Бежать за море — уцелеть, но не быть. Вернуться — погибнуть, но быть. Или не быть?
— Выбор? — извиваясь и размахивая тростью, смеялся из воды призрак. — Нет никакого выбора, потому что выбор уже давно сделан. Распорядок установлен. Пиэса написана. Нет никакого выбора. Есть только искушение убежать со сцены.
— Куда убежать?
— В никуда. Со сцены — только в никуда.
— То есть исчезнуть?
— Что должно исчезнуть — исчезнет непременно. Чему дано возродиться — возродится.
— Значит, вернуться? Вернуться и…
Я оглянулся. Призрак, размахивая тростью, уходил по мосткам в сторону берега. Его ладная фигурка в цилиндре таяла в подступающей темноте. Я заглянул в воду: она больше ничего не отражала. Кинувшись к экипажу, я услышал скрип рессор, хлесткий выстрел кнута и успел разглядеть на заднем сиденье коляски выступивший на фоне почти погасшего неба высокий цилиндр. Точно такой, с каким ни за что не желал расставаться сумасшедший Ипсиланти. Призрак на моем экипаже возвращался в Одессу. Или… не призрак? Или я не заметил, как сам стал призраком? Господи, ну какие призраки в наше время!
Так или иначе, но экипаж умчался. А я остался среди ночи на берегу. Делать выбор, которого нет. Выбор без выбора.
Поодаль светились огни дачного хутора Рено.
Опомнившись, я сообразил, что внимательно разглядываю свое зеленеющее отражение в бочке с дождевой водой. Лето выдалось знойное, страшное. Поговаривали, что такого лета тысячу лет не было.

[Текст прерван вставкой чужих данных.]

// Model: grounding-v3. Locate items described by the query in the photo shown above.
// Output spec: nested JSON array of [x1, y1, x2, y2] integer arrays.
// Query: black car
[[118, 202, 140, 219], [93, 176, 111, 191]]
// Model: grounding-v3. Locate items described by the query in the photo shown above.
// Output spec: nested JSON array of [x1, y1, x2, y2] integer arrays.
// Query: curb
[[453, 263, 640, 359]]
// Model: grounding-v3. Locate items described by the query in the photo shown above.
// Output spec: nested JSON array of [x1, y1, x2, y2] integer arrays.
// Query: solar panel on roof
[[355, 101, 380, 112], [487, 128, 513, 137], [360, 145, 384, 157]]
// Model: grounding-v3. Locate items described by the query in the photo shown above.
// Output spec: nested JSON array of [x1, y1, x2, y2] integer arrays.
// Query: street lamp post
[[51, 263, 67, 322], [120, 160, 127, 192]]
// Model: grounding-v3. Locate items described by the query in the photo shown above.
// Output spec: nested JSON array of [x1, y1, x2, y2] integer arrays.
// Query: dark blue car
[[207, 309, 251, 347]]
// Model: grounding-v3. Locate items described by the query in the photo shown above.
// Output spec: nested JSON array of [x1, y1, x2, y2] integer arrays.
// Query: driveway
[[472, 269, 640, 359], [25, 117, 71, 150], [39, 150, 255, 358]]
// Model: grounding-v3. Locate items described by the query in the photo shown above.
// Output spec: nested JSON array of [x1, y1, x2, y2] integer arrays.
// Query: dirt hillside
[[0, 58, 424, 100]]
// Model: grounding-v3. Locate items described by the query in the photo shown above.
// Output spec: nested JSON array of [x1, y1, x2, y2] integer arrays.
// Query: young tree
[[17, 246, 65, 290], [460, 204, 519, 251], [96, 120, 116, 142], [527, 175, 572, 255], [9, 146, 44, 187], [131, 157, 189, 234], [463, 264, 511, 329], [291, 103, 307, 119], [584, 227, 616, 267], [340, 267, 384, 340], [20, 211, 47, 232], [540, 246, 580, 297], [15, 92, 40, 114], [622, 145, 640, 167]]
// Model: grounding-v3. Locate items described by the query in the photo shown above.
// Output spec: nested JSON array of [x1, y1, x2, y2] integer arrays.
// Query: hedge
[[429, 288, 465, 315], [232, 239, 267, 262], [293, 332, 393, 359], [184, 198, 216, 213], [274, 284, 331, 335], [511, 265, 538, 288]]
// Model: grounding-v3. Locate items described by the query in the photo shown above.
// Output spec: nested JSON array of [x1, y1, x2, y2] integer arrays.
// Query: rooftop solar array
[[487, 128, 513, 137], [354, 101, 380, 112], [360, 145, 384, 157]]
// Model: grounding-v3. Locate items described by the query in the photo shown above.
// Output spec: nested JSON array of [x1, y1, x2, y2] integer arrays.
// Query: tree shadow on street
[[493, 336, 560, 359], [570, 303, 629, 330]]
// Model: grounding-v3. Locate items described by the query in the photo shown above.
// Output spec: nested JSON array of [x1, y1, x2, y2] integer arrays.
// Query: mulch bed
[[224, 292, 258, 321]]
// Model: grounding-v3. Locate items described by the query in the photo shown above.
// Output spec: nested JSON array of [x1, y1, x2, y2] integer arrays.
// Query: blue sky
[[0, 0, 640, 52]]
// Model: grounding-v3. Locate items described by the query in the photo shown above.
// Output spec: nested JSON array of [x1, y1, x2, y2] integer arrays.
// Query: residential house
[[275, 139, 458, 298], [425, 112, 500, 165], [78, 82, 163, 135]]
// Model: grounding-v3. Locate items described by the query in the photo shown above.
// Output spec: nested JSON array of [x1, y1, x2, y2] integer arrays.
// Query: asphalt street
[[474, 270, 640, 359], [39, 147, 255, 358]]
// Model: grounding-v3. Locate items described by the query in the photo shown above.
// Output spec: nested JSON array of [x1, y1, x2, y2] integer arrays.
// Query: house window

Вначале из-за небывалой жары полностью зарос ряской соседний пруд. Теперь дело дошло до бочки. Яблоки все еще падали на землю, но собирать их становилось все труднее. Нечем было дышать. Вокруг все горело, и дым бродил по саду, полностью растворив в себе беспомощное небо. Постепенно исчезали дома поселка, а с ними грунтовая дорога и вчера еще дышавший прохладой лес. К моему раю подбирался ад. И я отпрянул от бочки, испугавшись, что мое отражение исчезнет раньше, чем я смогу все это осознать.
— Как тебе понравится такая новость? — огорошил меня утром Сеня. — Пропал петух Рабиновича.
— То есть как это пропал?
— Пропал — это, значит, пропал. Хотя, с другой стороны, какой у него был выбор?
— У петуха?
— У какого петуха? У Рабиновича! Смотри сюда: если ты имеешь петуха, но этот петух, как сломанный будильник, больше не показывает время, так это все равно, что ты без петуха. И без времени. А если ты все равно без времени, так зачем тебе петух? Выбор простой: без времени и без петуха, но с супом. Или без супа и без времени, но с петухом. И зачем тогда петух, если без времени и без супа?
— И как же он пропал?
— Кто, Рабинович?
— Петух.
— Петух утонул.
— Как это утонул? Петухи же не тонут. Где утонул?
— Где? Он еще спрашивает где. На дне кастрюли.
— А Рабинович?
— А что Рабинович? Рабинович — это Рабинович. Он не тонет.
XVII. Такой номер не зарегистрирован
Короткое совещание, созванное Ивановым для подведения первых итогов следствия, ничего не дало, как он того заранее и опасался. Специально выделенный сержант, не имеющий прямого отношения к отделу исчезновений, был, тем не менее, тоже приглашен для отчета. И добросовестно изложил все то, что уже было известно всем, а не только специально выделенному сержанту. Он довольно живо описал и разбитую витрину, и характер самого объекта, и даже оторванную от сердца сырокопченую колбасу. Свой рассказ он обильно украсил всевозможными не свойственными рядовым сержантам сравнениями, метафорами и выводами, из которых следовало, что Ипсиланти идеологически не здоров, а потому вдвойне опасен. В общем, отчет оказался полным, абсолютно, можно сказать, исчерпывающим, заслуживающим всяческого одобрения и даже повышения по службе и в звании. Если бы не одно обстоятельство. Отдельной строкой отчета у сержанта вдруг выплыли незапланированные расходы. В частности, пресловутая и многократно уже упоминаемая сырокопченая колбаса. Этот пункт отчета почему-то вызвал резкую и негативную реакцию не только со стороны Иванова, но и со стороны остальных штатных сотрудников, включая практикантку Людмилу.